Modified iPhone Can Detect Blood Disorders
The device could mean better and faster diagnoses for patients in poor countries.
A cheap lens that enables a cell phone’s camera to discern the shapes of cells in a blood sample could make it easier to diagnose conditions such as sickle-cell anemia in places without medical infrastructure.
The system was developed at the University of California, Davis, and is designed to allow field workers to photograph blood samples from patients, and then send the micrographs to doctors via the cellular network for interpretation.
Although others have coupled microscopes to cell phone cameras, the Davis group aimed to make its device inexpensive. It did this by using a very simple lens that is made from a single ball of glass about one millimeter in diameter and held in position in front of the camera with a small piece of rubber. That small size results in a high curvature that provides good magnification, says Sebastian Wachsmann-Hogiu, a physicist with Davis’s Center for Biophotonics, Science, and Technology, and the leader of the research team. Because a cell phone camera also uses lenses with a short focal length and a miniaturized sensor with very small pixels, it’s optically compatible with the small ball lens. “You couldn’t do this with a regular camera, the distances there are too big,” says Wachsmann-Hogiu.
The downside of using a ball lens is that the resulting image is significantly distorted, except for in one very small area directly behind the lens. The Davis team solved this problem with software. To take an image using its system, the software takes multiple photos of a blood sample as either the camera or the sample is moved about; the software then combines the images into a larger, undistorted image.
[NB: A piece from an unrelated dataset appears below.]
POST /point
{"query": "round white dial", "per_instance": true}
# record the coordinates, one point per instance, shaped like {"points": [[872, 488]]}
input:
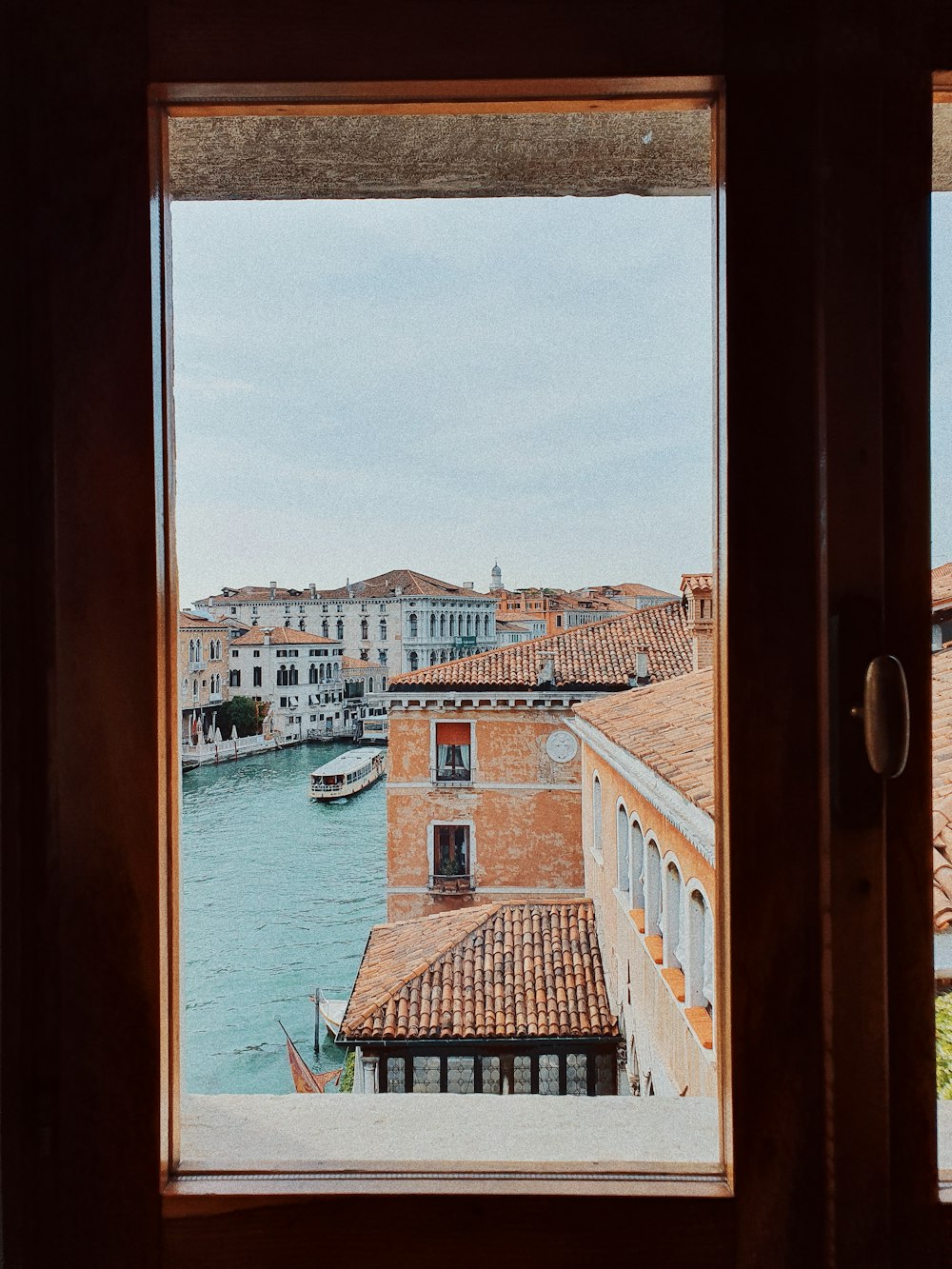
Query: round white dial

The current prototype can resolve features about 1.5 micrometers across.
While the system was developed using a relatively expensive iPhone 4 with a five-megapixel camera, Wachsmann-Hogiu says it could be adapted to cheaper phones with one or two megapixel cameras, which are more likely to be found in poor countries. Wachsmann-Hogiu believes that with mass production, an accessory based on a plastic, rather than glass, lens design could be produced for around $2, cheap enough to be broadly adopted in poor countries.
Ramesh Raskar, a professor at MIT’s Media Lab, agrees that leveraging ubiquitous technologies is the key to improving health in poor countries. “There are more than four billion phones out there,” he says. “I can’t imagine more than one million microscopes are sold per year.” Raskar’s own Netra project is developing cell phone attachments that can be used for eye exams. He says work like that of his own and the Davis group is part of a “beautiful” trend that lets global health initiatives “piggyback on scalable platforms like cell phones.”
The Davis team, which will present its research to the Optical Society of America’s annual meeting next Wednesday, is planning a series of field tests and is in discussions with manufacturing partners to commercialize the technology. Wachsmann-Hogiu estimates the system could reach the market within two or three years. His team is also working on an accessory that lets a cell phone act as a spectrometer, built by stretching electrical tape with a narrow slit over the ends of a plastic tube. Light from a sample is diffracted by passing through the slits before falling on the phone’s camera, creating a spectrum that could be used to perform basic analyses of blood chemistry.